If you did something really fun over the summer, you can go right ahead and skip this article. Just leave the way you came. The rest of us are going to be scratching our brains trying to come up with different ways to say “Good, I guess,” “It was fine,” and “I just didn’t leave the house for three months, thanks for asking.”

Or you could simply let Shakespeare do the talking. Here’s how you should answer the question “How was your summer?” according to the Bard of Avon.

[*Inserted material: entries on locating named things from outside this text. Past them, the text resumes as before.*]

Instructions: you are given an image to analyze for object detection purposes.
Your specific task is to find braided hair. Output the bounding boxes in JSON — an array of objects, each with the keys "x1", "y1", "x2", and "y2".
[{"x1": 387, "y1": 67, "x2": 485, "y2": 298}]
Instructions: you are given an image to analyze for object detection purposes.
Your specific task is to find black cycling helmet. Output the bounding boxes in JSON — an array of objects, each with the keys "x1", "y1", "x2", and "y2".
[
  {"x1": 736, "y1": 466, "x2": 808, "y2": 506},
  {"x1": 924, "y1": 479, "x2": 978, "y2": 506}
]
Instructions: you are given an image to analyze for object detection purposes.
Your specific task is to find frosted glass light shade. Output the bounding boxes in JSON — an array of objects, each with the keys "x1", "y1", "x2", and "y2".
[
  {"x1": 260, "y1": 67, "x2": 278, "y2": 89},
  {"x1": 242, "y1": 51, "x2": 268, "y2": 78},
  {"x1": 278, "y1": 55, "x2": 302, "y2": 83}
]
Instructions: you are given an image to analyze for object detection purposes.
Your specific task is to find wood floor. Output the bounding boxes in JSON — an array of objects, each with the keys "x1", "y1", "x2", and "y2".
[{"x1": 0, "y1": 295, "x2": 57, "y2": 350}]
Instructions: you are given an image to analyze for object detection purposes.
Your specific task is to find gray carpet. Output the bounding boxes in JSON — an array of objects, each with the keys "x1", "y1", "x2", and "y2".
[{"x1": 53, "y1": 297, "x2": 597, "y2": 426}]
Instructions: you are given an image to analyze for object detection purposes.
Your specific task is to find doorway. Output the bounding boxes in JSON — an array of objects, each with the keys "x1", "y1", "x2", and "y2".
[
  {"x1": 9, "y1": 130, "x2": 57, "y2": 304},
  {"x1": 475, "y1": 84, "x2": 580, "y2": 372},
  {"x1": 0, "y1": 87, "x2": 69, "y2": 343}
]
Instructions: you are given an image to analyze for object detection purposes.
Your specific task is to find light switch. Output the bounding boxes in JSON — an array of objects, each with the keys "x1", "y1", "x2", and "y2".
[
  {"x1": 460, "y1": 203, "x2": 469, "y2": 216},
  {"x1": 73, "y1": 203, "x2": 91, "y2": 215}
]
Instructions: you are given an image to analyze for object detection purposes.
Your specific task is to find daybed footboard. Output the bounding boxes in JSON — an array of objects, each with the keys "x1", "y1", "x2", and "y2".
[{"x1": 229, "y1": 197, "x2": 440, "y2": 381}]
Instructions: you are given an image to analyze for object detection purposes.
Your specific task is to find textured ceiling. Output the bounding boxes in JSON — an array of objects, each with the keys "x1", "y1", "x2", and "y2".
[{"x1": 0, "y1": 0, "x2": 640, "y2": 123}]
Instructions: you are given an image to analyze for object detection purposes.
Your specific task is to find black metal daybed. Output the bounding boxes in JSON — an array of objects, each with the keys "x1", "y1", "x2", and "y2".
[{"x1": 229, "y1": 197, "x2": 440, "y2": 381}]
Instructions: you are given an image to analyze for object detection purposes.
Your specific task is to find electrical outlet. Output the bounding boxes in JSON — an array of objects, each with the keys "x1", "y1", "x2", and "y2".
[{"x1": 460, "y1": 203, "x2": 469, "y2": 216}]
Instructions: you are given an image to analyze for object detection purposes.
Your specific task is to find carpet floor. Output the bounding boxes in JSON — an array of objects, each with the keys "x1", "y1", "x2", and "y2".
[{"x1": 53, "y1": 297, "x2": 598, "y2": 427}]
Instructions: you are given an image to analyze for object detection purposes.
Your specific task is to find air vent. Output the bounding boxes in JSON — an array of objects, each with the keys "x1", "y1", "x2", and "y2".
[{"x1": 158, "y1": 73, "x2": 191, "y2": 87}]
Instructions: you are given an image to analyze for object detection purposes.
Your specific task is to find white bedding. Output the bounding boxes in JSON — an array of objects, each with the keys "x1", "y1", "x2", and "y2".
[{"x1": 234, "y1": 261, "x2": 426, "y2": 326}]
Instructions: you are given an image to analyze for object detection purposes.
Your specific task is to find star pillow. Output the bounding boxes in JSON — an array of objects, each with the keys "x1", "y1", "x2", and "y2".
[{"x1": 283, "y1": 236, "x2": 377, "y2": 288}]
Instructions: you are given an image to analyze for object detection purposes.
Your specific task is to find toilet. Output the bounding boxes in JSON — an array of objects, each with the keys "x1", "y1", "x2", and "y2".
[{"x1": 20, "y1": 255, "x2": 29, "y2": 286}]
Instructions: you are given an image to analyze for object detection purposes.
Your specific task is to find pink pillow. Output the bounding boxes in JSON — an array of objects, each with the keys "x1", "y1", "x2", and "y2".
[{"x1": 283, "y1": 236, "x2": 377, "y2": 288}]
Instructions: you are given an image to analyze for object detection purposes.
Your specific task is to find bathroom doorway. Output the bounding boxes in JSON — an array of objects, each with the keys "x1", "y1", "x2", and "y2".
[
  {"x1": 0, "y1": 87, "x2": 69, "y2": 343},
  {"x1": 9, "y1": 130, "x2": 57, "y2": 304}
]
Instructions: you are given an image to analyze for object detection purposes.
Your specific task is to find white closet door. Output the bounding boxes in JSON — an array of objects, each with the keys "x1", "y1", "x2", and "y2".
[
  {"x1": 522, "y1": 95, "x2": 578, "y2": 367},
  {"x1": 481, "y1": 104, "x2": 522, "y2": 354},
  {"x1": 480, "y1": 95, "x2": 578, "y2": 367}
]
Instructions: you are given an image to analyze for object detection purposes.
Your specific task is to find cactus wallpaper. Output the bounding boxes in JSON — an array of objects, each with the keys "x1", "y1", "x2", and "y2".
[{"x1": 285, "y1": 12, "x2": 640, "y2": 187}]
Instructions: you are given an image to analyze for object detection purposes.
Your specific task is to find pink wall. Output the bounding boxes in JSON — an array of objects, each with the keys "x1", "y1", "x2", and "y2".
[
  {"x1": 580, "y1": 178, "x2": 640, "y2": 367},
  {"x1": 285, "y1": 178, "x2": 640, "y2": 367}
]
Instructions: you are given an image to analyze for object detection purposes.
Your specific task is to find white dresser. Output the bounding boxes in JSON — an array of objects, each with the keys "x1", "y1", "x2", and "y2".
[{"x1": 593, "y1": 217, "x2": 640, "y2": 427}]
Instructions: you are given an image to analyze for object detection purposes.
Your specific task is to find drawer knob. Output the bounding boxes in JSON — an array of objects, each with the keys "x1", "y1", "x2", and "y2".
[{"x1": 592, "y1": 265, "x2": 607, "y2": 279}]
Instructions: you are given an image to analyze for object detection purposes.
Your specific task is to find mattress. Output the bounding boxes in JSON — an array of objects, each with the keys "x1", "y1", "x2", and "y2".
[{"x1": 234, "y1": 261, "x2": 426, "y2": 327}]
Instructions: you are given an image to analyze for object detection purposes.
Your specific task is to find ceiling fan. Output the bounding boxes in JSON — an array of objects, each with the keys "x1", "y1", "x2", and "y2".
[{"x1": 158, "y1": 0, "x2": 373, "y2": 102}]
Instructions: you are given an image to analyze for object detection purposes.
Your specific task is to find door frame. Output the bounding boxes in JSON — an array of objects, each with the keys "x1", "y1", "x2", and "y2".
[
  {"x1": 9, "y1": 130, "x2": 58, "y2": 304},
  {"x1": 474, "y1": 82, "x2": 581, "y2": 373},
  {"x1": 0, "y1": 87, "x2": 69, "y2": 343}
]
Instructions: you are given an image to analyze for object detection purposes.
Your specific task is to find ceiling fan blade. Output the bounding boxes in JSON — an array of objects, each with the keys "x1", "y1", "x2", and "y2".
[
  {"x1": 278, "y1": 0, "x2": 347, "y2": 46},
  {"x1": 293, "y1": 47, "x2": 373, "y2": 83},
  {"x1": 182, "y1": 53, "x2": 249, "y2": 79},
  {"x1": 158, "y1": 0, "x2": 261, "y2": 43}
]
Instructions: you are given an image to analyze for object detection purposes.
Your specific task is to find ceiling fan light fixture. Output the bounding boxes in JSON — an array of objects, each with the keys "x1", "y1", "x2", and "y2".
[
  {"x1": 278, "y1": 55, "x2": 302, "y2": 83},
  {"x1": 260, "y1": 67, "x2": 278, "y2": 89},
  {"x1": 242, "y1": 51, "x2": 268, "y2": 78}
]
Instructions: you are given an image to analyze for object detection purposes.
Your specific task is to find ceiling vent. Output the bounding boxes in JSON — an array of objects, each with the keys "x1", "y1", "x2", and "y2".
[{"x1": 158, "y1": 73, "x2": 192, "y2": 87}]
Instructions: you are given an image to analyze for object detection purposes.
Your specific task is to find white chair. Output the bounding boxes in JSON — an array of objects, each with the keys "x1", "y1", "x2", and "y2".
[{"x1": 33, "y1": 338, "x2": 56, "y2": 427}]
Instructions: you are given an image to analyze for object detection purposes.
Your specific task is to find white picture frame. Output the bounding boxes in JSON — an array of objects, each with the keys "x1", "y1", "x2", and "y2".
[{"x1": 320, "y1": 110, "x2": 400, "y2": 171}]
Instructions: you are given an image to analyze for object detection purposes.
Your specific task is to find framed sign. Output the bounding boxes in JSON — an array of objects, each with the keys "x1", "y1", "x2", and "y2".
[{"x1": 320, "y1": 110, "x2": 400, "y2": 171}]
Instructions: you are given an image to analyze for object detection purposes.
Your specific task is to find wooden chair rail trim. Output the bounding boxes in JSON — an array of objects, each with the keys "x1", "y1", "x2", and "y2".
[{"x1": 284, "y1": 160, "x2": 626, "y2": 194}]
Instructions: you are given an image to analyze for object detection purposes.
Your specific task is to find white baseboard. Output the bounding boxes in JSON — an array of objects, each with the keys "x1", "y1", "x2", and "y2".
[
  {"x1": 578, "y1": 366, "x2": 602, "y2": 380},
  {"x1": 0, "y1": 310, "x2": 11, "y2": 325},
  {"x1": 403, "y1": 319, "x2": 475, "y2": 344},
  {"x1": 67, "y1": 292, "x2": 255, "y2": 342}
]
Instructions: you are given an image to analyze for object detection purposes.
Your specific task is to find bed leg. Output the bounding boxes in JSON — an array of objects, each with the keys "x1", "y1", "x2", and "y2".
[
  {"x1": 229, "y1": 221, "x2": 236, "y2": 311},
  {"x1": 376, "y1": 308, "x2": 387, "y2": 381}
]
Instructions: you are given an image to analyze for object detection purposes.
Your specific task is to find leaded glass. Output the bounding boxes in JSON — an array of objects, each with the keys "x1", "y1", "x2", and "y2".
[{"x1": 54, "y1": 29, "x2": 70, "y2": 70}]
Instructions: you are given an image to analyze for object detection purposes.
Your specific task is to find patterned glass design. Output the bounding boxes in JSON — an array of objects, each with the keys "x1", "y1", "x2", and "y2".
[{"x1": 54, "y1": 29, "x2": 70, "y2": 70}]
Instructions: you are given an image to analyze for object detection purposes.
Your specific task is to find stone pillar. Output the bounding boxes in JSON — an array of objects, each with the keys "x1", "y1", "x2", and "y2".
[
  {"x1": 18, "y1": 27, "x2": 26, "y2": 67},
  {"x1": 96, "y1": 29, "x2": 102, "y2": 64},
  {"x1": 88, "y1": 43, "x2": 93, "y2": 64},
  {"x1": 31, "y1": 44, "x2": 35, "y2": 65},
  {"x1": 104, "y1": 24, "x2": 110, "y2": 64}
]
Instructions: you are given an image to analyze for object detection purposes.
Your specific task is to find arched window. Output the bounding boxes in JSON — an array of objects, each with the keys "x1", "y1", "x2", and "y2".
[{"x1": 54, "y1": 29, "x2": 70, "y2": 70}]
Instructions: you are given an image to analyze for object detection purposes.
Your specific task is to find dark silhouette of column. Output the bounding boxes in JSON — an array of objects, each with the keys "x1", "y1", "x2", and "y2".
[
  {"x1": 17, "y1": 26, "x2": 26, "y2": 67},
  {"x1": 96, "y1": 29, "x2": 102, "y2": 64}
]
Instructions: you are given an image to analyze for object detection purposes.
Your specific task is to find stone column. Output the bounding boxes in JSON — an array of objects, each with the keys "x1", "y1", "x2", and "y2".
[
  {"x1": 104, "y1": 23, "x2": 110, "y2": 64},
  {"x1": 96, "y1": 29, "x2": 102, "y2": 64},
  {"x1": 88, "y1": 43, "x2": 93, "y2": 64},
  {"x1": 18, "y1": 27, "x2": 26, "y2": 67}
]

If you feel like summer lasted all of five minutes, you reply:
“Swift as a shadow, short as any dream.”
A Midsummer Night’s Dream, Act 1, Scene 1

If you had a miserable summer job, you reply:
“It was vile and bad.”
The Comedy of Errors, Act 5, Scene 1

If you watched the trailer for Tom Hooper’s upcoming adaptation of Cats, you reply:
“O, woe is me,
To have seen what I have seen!”
Hamlet, Act 3, Scene 1

If you didn’t have air conditioning, you reply:
[Aside.] “Too hot, too hot!”
The Winter’s Tale, Act 1, Scene 2

If you slept for like 80% of it, you reply:
“I enjoy’d the golden dew of sleep.”
Richard III, Act 4, Scene 1

If you watched the rise and fall of Jeremy Renner’s app happen in real time, you reply:
“It was a disaster of war that Caesar himself could not have prevented.”
All’s Well That Ends Well, Act 3, Scene 6

If you spent the entire summer watching The Great British Bake-Off, you reply:
“I wasted time, and now doth time waste me.”
Richard II, Act 5, Scene 5

If you spent a lot of time outside, you reply:
“Full of moths.”
Coriolanus, Act 1, Scene 3

If you thought you were going to have a Hot Girl Summer but all you accomplished was eating unprecedented amounts of Cheetos at ungodly hours, you reply:
“Oft expectation fails, and most oft there where most it promises.”
All’s Well That Ends Well, Act 2, Scene 1

If you want to cultivate an air of mystery around what you did, you reply:
“‘Tis neither here nor there.”
Othello, Act 4, Scene 3

If you didn’t do any of the summer reading, you reply:
“Summer’s lease hath all too short a date.”
—Sonnet 18, ln. 4

If you love warm weather and you’re already dreading the snow, you reply:
“Now is the winter of our discontent.”
Richard III, Act 1, Scene 1

If your summer was sweaty and boring but there were also good things like Detective Pikachu and Lil Nas X on Twitter, you reply:
“The web of our life is of a mingled yarn, good and ill together.”